Start by attaching the 4 photo frames together to form a cube (rectangular cube since my frames were 8.5X11). using tape and if desired nails. I tried nails at first and split a couple of frames. Tape worked well for holding the frames in place and the end product is still very durable.
Start by attaching the 4 photo frames together to form a cube (rectangular cube since my frames were 8.5X11). using tape and if desired nails. I tried nails at first and split a couple of frames. Tape worked well for holding the frames in place and the end product is still very durable.

On one side of the cube drill holes that will act as a holder pried open cage segments. Space them about 1 inch apart. On the long side there are two segments, on the short side there is just one in the middle. Cut lengths of utility wire to form the frame form the pried open segments. Give the wire a slight bend/curve (bend two together to keep the symmetry). Set the wires in the hole using pliers and secure with hot glue.



Cover the entire piece in two layers of papier mache. For the top, right, left and back sides use long strips of papir mache to create the cage bars. This part IS tricky since it will look really lose and floppy. Don't worry, once dry it really tightens up nicely. If I were doing it again I would have covered everything and let it dry, then use tape to provide a base for the cage bars. Since I did the mache in one sitting the frames were too wet to use tape.



To create the rivets, just make little puff paint dots and hot glue them to the frame wherever you would like to have the rivets. I placed rivets in a set of two on each side for each strap.



For painting, first paint the entire piece black. Once dry, use white paint and a dry brush technique. Once done it has the look of stone/steel. Additional painting could be done to give the look of rust. I opted to leave it black and white since I really liked the look.



I have some more projects and additional photos of the head cage process on my blog. I will work on adding more of the "how to's" here.

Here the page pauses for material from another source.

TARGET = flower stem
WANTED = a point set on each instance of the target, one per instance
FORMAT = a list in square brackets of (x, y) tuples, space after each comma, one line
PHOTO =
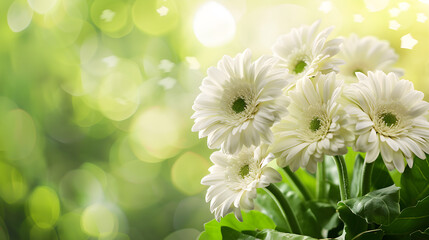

Thanks for reading and I hope it helps or inspires!


----------



## Bone Dancer (Oct 7, 2005)

I thought it was very well done, good photos and a clear explaination. The frames could be replaced with other materials you have on hand, but thats not a big issue. This project could be used for the skull in a cage or scaled up to hold a full body or skelly. Nice job on the painting too. 
It's also good to see another haunter from Michigan too.


----------



## morbidmike (Sep 11, 2009)

well done that cage could have many uses I agree with bone dancer GO MICHIGAN HAUNTERS!!!!


----------



## fick209 (Aug 31, 2009)

Nice job, very well done & good clear explainations.


----------



## CreeepyCathy (Mar 28, 2009)

WOW! I love that! and great tutorial!


----------



## apetoes (Feb 23, 2010)

Bone Dancer said:


> ...The frames could be replaced with other materials you have on hand, but thats not a big issue...


I have been experimenting with different things and have had good luck with using a 12-pack box (any size box could be used really). I am using that method on the $20 prop challenge, the progress so far can be seen here.

Michigan Haunters, from the cursed mitten of doom!


----------



## wickedwitchwest (Jul 23, 2009)

Nice job on the project and the tutorial.


----------



## dubbax3 (Jan 22, 2008)

Man I really love this. The use of the picture frames, the puff paint rivets and the way the bars are bent. Love it all, well done!


----------



## DeathTouch (Sep 6, 2005)

Next you need a how-to for The angry princess. Only because I like the nudity.


----------



## hpropman (Jul 27, 2008)

I love that - nice tutorial thanks for sharing!


----------



## scarymovie (Feb 14, 2010)

Thanks for showing us how to make that!!! That will be great in a haunt!


----------



## matt1982 (Oct 24, 2011)

*Great Job on the cage*



apetoes said:


> Hi All,
> 
> This is my first how to so let me know if there is anything that would help make things clearer for future posts.
> 
> ...


 How much did all of this cost you if you dont mind me asking?


----------